I packed a merino wool buff to wear it around my neck or on my head. I ended up buying a second one in Namche Bazar, to wear both of them, one on the head and one around my neck. My warm hat with fleece lining was too hot for the day temperatures. Nevertheless, it proved to be a life saver during those cold nights on the mountain. I wore it to sleep and I loved it.
Pack a pair of gloves, especially if you want to hike the Cho La Pass. I only wore gloves at higher altitude (above 4500m or so). I got my gloves from Montane, the famous UK outdoor brand. Here’s a pair that looks very similar to what I’ve got, just to inspire you.
As I never used trekking poles before, I’ve bought some in Kathmandu. I used them and I found them helpful. Nevertheless, many hikers hate them, as they consider poles slow them down.
Electronics & Other Gear
I had my dual-sim smartphone.
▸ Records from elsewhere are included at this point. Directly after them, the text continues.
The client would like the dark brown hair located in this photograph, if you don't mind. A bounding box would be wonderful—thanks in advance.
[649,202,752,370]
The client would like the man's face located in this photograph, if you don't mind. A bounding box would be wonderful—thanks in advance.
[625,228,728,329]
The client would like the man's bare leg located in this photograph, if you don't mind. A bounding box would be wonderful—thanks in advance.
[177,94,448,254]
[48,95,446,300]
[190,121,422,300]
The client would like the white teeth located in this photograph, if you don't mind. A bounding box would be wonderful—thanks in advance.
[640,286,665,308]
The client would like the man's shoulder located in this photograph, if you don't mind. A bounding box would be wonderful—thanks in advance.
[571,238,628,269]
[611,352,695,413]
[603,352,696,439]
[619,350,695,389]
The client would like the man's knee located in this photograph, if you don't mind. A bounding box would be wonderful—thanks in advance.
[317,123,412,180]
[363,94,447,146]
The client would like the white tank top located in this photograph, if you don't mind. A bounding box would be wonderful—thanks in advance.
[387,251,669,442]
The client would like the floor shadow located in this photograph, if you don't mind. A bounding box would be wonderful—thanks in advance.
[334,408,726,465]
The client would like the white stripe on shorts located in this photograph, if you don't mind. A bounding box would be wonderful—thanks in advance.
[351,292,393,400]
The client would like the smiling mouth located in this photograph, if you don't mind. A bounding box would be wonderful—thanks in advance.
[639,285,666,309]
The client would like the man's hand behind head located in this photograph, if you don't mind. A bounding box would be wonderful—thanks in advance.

I bought a NCell data sim in Nepal, at the airport. It worked very well until Dingboche. After that, it didn’t catch any network, so it was useless for several days. There’s Everest Link, though, but I overlooked this, so I had to rely on the relatively pricey options at tea houses.
I also had my photo camera and a Go Pro camera, as well as two external batteries, an oximeter and a Garmin smartwatch. Our guide had an oximeter, as well, as he measured our blood oxygen levels every evening.
Sunglasses are VERY important. At high altitude, the sun rays can harm your retina, so you must wear sunglasses even when it’s cloudy. I had category 3 polarized sunglasses from Polaroid. I was good. While crossing Chola Pass, however, the snow reflected the sun so strongly, that I was sorry for not getting category 4 sunglasses like this ones, here.
This is my Everest Base Camp packing list. I had some other things which I’d now leave behind, but that’s a topic for another article.